为什么要减呢？因为expectations记录了replicaset对象在某一次调谐中期望创建/删除的pod数量，pod创建/删除完成后，replicaset controller会watch到pod的创建/删除事件，从而调用rsc.expectations.CreationObserved方法来使期望创建/删除的pod数量减少。当有相应数量的pod创建/删除失败后，replicaset controller是不会watch到相应的pod创建/删除事件的，所以必须把本轮调谐期望创建/删除的pod数量做相应的减法，否则本轮调谐中的期望创建/删除pod数量永远不可能小于等于0，这样的话，rsc.expectations.SatisfiedExpectations方法就只会等待expectations超时期限到达才会返回true了。

        diff *= -1
        if diff > rsc.burstReplicas {
            diff = rsc.burstReplicas
        }
        
        rsc.expectations.ExpectCreations(rsKey, diff)
        glog.V(2).Infof("Too few replicas for %v %s/%s, need %d, creating %d", rsc.Kind, rs.Namespace, rs.Name, *(rs.Spec.Replicas), diff)
        
        successfulCreations, err := slowStartBatch(diff, controller.SlowStartInitialBatchSize, func() error {
            boolPtr := func(b bool) *bool { return &b }
            controllerRef := &metav1.OwnerReference{
                APIVersion:         rsc.GroupVersion().String(),
                Kind:               rsc.Kind,
                Name:               rs.Name,
                UID:                rs.UID,
                BlockOwnerDeletion: boolPtr(true),
                Controller:         boolPtr(true),
            }
            err := rsc.podControl.CreatePodsWithControllerRef(rs.Namespace, &rs.Spec.Template, rs, controllerRef)
            if err != nil && errors.IsTimeout(err) {
                // Pod is created but its initialization has timed out.
                // If the initialization is successful eventually, the
                // controller will observe the creation via the informer.
                // If the initialization fails, or if the pod keeps
                // uninitialized for a long time, the informer will not
                // receive any update, and the controller will create a new
                // pod when the expectation expires.
                return nil
            }
            return err
        })

        if skippedPods := diff - successfulCreations; skippedPods > 0 {
            glog.V(2).Infof("Slow-start failure. Skipping creation of %d pods, decrementing expectations for %v %v/%v", skippedPods, rsc.Kind, rs.Namespace, rs.Name)
            for i := 0; i < skippedPods; i++ {
                // Decrement the expected number of creates because the informer won't observe this pod
                rsc.expectations.CreationObserved(rsKey)
            }
        }
        return err

slowStartBatch

来看到slowStartBatch，可以看到创建pod的算法为：
（1）每次批量创建的 pod 数依次为 1、2、4、8......，呈指数级增长，起与要创建的pod数量相同的goroutine来负责创建pod。
（2）创建pod按1、2、4、8...的递增趋势分多批次进行，若某批次创建pod有失败的（如apiserver限流，丢弃请求等，注意：超时除外，因为initialization处理有可能超时），则后续批次不再进行，结束本次函数调用。

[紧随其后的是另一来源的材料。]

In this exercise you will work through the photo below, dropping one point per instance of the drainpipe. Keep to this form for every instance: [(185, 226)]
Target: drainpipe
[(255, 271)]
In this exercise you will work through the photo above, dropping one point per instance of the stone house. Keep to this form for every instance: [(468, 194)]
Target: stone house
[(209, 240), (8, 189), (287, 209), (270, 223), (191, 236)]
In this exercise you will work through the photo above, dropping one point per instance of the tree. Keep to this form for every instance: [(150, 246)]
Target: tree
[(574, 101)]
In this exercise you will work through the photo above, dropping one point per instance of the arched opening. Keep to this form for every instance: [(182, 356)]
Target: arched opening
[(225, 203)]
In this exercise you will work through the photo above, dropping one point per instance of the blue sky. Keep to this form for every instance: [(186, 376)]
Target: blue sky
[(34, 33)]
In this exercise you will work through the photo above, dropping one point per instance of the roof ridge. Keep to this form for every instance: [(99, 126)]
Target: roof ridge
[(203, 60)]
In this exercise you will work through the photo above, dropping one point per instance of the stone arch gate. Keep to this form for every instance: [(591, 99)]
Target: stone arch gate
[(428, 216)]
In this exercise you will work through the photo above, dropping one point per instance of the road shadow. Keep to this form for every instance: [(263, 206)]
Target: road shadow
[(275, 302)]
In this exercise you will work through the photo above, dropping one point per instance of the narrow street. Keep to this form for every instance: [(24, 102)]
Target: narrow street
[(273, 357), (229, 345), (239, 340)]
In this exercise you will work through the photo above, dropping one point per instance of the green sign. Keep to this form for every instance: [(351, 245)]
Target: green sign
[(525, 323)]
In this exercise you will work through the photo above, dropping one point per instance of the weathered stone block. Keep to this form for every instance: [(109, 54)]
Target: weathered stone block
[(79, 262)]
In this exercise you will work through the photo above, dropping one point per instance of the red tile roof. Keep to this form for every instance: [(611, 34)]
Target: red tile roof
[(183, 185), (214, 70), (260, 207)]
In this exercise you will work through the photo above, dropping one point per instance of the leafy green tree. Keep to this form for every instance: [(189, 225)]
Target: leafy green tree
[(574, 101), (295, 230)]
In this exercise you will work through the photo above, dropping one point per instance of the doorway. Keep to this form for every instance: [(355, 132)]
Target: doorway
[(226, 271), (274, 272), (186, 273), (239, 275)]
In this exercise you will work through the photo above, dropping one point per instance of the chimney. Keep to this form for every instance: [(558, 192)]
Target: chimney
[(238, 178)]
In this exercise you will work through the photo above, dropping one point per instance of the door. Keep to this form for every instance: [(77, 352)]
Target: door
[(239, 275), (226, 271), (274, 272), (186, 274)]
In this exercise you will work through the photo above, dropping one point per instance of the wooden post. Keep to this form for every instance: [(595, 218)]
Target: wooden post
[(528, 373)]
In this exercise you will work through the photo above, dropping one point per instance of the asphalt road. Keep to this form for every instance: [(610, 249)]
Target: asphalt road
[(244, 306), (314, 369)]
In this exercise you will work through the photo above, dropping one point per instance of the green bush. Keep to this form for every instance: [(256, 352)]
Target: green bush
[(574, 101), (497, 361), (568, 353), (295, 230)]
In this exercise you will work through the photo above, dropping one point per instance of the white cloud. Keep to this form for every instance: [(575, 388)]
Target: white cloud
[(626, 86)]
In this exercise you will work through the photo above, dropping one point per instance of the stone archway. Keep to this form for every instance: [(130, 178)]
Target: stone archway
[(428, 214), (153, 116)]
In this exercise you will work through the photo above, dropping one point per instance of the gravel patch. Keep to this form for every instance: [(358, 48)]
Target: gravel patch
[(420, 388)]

// pkg/controller/replicaset/replica_set.go
// slowStartBatch tries to call the provided function a total of 'count' times,
// starting slow to check for errors, then speeding up if calls succeed.
//
// It groups the calls into batches, starting with a group of initialBatchSize.
// Within each batch, it may call the function multiple times concurrently.
//
// If a whole batch succeeds, the next batch may get exponentially larger.
// If there are any failures in a batch, all remaining batches are skipped
// after waiting for the current batch to complete.
//
// It returns the number of successful calls to the function.
func slowStartBatch(count int, initialBatchSize int, fn func() error) (int, error) {
    remaining := count
    successes := 0
    for batchSize := integer.IntMin(remaining, initialBatchSize); batchSize > 0; batchSize = integer.IntMin(2*batchSize, remaining) {
        errCh := make(chan error, batchSize)
        var wg sync.WaitGroup
        wg.Add(batchSize)
        for i := 0; i < batchSize; i++ {
            go func() {
                defer wg.Done()
                if err := fn(); err != nil {
                    errCh <- err
                }
            }()
        }
        wg.Wait()
        curSuccesses := batchSize - len(errCh)
        successes += curSuccesses
        if len(errCh) > 0 {
            return successes, <-errCh
        }
        remaining -= batchSize
    }
    return successes, nil
}

rsc.podControl.CreatePodsWithControllerRef

前面定义的创建pod时调用的方法为rsc.podControl.CreatePodsWithControllerRef。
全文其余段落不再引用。